A series of video ‘de-growth discussions’ about the economy, resource depletion, peak oil, energy and the environment were created in late 2020 and early 2021 by ecological economists Brian Davey (author of Credo) and Tim Watkins (author of The Consciousness of Sheep). Thanks to Tim Watkins for editing and curating the videos.

The Working Groups are a great way to get active, meet other Feasta members and make a difference. For more information on a particular group, get in touch with us at info@feasta.org.

In the years since its inception, Feasta has organised a wide range of events, including seminars, international conferences and workshops. You can read about these in more detail on our events section. You can also download videos of many of our lectures and seminars from our multimedia page.

We have also published various books and briefings concerning the environment and economics. These are all available for free download from this website, as are a series of submissions we have made to the Irish and UK governments, the European Commission, the US government and some US states, and the UNFCCC.

Within Ireland Feasta also engages in the Irish Environmental Network (IEN) and the Environmental Pillar of Social Partnership.

The IEN is an organisation which was set up to distribute funding (mostly from the Environment fund) to member organisations.
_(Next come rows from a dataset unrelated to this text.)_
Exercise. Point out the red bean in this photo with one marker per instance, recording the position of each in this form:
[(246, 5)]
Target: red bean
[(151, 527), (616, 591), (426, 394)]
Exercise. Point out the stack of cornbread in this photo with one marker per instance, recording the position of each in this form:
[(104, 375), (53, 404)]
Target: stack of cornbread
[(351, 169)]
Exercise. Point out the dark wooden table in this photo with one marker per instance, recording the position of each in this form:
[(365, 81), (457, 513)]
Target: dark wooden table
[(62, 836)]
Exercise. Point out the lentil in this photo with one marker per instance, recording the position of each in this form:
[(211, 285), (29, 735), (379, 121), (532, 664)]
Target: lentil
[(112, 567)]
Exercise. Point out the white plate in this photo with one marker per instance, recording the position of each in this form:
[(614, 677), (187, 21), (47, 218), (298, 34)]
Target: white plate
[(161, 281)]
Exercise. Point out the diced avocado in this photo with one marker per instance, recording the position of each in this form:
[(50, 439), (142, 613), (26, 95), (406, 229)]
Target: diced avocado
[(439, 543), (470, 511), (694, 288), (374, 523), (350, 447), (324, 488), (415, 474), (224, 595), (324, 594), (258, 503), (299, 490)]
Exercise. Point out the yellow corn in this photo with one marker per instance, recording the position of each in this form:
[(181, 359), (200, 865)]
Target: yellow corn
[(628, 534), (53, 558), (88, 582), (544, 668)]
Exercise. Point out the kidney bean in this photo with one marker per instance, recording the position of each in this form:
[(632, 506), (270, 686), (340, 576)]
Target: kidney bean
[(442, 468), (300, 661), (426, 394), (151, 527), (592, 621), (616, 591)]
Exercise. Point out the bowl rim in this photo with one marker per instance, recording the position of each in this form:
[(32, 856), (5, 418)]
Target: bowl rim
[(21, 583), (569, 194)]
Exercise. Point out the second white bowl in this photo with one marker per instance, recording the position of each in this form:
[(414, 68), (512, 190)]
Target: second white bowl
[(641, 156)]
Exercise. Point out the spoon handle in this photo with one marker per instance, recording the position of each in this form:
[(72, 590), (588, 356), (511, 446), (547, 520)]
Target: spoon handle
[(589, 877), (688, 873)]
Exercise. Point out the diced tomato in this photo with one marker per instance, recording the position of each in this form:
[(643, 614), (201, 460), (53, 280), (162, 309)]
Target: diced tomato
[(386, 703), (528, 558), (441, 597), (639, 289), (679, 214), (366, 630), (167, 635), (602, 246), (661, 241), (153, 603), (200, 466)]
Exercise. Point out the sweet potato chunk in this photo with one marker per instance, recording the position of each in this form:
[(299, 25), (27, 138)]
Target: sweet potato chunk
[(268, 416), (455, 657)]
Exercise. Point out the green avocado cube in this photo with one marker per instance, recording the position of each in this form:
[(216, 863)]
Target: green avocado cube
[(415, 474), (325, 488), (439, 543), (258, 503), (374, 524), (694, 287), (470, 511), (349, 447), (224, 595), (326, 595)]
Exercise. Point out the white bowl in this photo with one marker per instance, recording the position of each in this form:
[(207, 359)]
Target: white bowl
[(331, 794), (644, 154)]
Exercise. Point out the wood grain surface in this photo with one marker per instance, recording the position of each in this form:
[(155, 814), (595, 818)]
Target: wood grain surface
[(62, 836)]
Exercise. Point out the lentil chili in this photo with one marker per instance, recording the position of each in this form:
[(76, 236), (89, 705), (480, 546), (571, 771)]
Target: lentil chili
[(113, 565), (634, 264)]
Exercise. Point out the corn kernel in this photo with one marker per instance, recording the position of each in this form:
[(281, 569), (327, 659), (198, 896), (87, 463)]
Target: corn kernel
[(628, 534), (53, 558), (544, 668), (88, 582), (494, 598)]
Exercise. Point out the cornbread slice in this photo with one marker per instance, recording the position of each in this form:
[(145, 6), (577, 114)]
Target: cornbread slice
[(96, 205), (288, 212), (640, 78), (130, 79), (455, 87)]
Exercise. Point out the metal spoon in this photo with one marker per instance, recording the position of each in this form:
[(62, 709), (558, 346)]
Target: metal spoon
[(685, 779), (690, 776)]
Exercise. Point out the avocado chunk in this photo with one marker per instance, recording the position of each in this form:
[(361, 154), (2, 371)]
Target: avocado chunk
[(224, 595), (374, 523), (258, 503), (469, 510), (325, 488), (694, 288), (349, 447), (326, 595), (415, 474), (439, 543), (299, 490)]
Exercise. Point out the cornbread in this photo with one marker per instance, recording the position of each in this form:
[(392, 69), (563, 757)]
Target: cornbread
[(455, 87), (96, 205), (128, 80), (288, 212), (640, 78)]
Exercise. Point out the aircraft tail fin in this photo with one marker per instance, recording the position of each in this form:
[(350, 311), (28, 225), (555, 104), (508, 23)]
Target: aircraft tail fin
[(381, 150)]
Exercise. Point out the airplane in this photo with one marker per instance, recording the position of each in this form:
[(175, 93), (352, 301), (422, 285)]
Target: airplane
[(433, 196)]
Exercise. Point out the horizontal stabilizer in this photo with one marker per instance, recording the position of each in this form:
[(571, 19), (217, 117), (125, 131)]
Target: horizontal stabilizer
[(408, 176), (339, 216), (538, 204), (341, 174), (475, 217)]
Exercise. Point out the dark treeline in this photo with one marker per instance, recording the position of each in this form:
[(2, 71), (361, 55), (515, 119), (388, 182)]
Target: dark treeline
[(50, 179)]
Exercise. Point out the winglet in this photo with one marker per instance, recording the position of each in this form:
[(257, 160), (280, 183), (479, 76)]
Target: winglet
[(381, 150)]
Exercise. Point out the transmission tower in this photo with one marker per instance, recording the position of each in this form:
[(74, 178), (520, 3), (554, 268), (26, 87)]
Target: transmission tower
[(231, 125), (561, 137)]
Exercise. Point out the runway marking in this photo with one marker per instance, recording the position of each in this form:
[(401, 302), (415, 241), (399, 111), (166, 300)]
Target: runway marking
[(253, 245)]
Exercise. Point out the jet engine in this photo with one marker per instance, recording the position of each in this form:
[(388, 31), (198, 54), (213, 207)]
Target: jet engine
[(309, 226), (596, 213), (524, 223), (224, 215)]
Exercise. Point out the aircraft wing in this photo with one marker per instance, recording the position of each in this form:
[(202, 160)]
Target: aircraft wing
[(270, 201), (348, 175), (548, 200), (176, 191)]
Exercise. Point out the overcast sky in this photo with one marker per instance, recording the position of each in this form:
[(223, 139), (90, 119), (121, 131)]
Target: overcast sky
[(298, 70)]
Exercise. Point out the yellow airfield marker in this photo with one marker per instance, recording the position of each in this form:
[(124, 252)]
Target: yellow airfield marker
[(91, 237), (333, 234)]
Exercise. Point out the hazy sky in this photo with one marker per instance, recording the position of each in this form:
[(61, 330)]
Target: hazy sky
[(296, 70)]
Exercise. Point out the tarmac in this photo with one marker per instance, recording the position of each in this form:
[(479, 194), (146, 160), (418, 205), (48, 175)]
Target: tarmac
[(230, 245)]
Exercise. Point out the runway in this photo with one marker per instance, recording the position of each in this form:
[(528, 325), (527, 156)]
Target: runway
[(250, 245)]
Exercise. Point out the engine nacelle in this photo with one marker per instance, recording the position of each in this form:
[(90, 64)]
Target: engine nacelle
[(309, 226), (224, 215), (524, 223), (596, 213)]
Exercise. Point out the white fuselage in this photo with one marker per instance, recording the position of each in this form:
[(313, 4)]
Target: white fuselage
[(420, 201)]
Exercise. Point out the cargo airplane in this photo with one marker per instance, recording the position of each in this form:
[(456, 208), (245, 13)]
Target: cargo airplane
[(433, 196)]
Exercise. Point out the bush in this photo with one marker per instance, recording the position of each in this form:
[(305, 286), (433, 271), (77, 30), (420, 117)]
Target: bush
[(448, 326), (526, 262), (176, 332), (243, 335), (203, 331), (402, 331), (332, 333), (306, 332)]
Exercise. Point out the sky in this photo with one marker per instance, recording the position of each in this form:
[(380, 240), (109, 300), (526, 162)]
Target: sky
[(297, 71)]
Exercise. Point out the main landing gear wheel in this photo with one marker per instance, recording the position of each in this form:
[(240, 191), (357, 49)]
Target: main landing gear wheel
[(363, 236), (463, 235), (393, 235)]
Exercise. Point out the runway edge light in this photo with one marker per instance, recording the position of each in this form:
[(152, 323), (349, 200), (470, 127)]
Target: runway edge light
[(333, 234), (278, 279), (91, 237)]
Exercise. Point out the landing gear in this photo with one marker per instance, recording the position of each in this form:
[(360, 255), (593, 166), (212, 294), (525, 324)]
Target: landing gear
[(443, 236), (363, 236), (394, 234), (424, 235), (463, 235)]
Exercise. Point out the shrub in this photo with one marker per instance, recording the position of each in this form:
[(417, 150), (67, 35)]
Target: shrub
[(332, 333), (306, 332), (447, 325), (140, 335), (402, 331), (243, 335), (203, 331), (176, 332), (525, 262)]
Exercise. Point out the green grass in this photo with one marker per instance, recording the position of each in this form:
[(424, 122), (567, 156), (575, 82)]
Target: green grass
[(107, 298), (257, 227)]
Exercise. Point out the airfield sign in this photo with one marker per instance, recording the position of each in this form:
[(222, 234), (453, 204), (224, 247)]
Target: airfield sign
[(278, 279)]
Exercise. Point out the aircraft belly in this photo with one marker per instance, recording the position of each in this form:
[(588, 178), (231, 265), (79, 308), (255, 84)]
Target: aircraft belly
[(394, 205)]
It also helps organisations to increase their capacity by training, helping with media work and facilitating cooperation on various pieces of work, and acts as a support on issues of relevance to many or all organisations.

The Pillar is a structure whereby a range of national environmental NGOs cooperate together on policy issues according to their interests. Feasta’s Anne Ryan is Feasta’s representative on the Pillar (as of July 2021), while Caroline Whyte is Feasta’s alternate rep.